Twitter will reportedly cave in for billionaire tech entrepreneur Elon Musk’s data demands, after the Tesla CEO threatened to pull out of the takeover deal worth $US44b ($A61b).
Musk recently stated the deal was “temporarily on hold” due to the 50-year-old wanting clarification on how many of the platform’s users were bots or spam accounts, something he’s been an open critic of.
The board will now acquiesce Musk’s demands, offering him access to the full cache of data of over 500 million daily posts on the platform.
The entrepreneur is considered extremely outspoken and opinionated on Twitter, with his personal account having just shy of 100 million followers and consistently trending with every post.

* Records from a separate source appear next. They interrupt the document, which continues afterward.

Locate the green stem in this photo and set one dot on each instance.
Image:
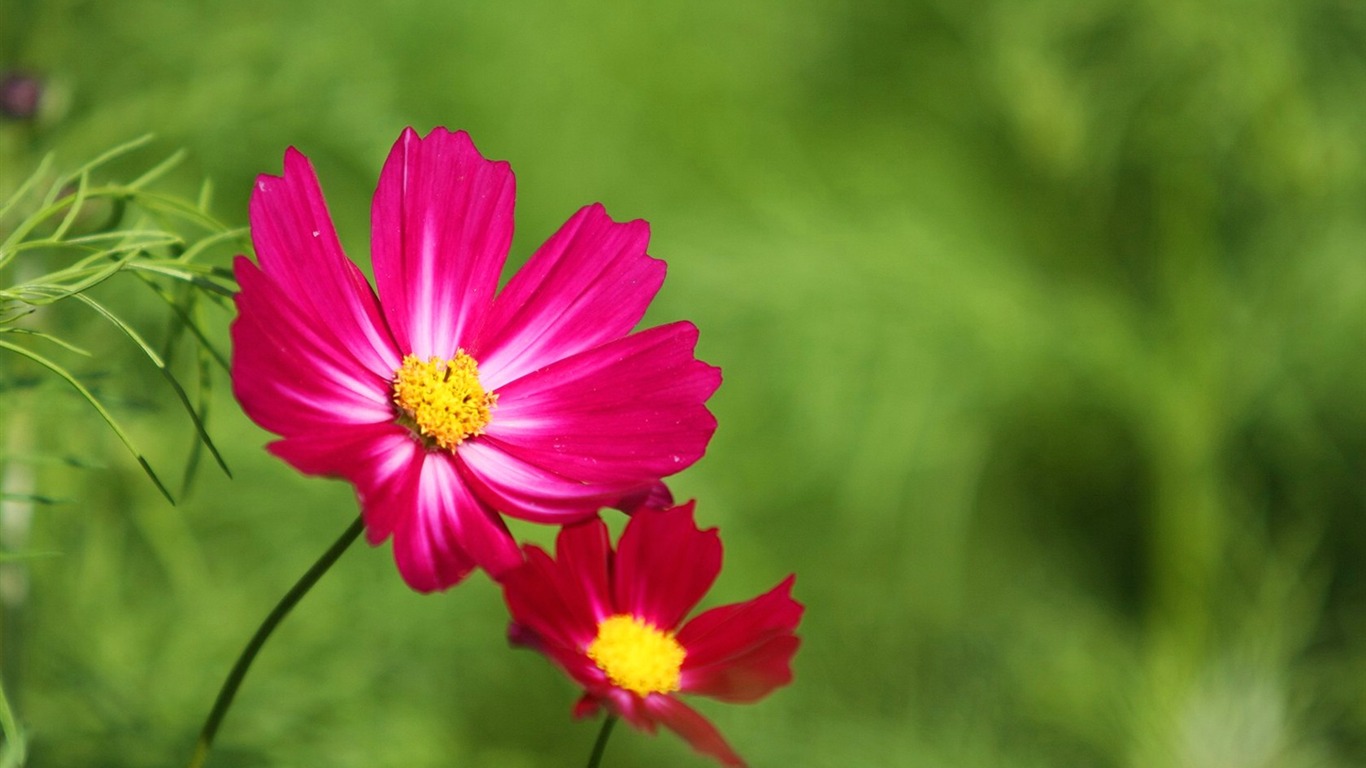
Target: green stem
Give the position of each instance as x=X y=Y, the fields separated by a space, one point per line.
x=600 y=746
x=239 y=670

Musk accused Twitter of “resisting and thwarting” his right to information about fake account policy and data, claiming that up to half of the 229 million active users could be bogus; the social media platform says that number is closer to five per cent.
Twitter CEO Parag Agrawal said last month that the company had already explained how it sorts through fake accounts.
“We shared an overview of the estimation process with Elon a week ago and look forward to continuing the conversation with him, and all of you,” he said.
“Spammers are sophisticated and hard to catch.”
The letter sent by Musk’s legal team on Monday said that he believes Twitter is “transparently refusing to comply with its obligations under the merger agreement, which is causing further suspicion that the company is withholding the requested data due to concern for what Musk’s own analysis of that data will uncover,” sparking a chain of media exchanges.
The letter also added that Musk reserved the right to terminate the agreement at any stage before the merger was finalised.
He could be hit with a $1 billion break-up fee if that happened, something which financial commentators described as “loose change” for the world’s richest man.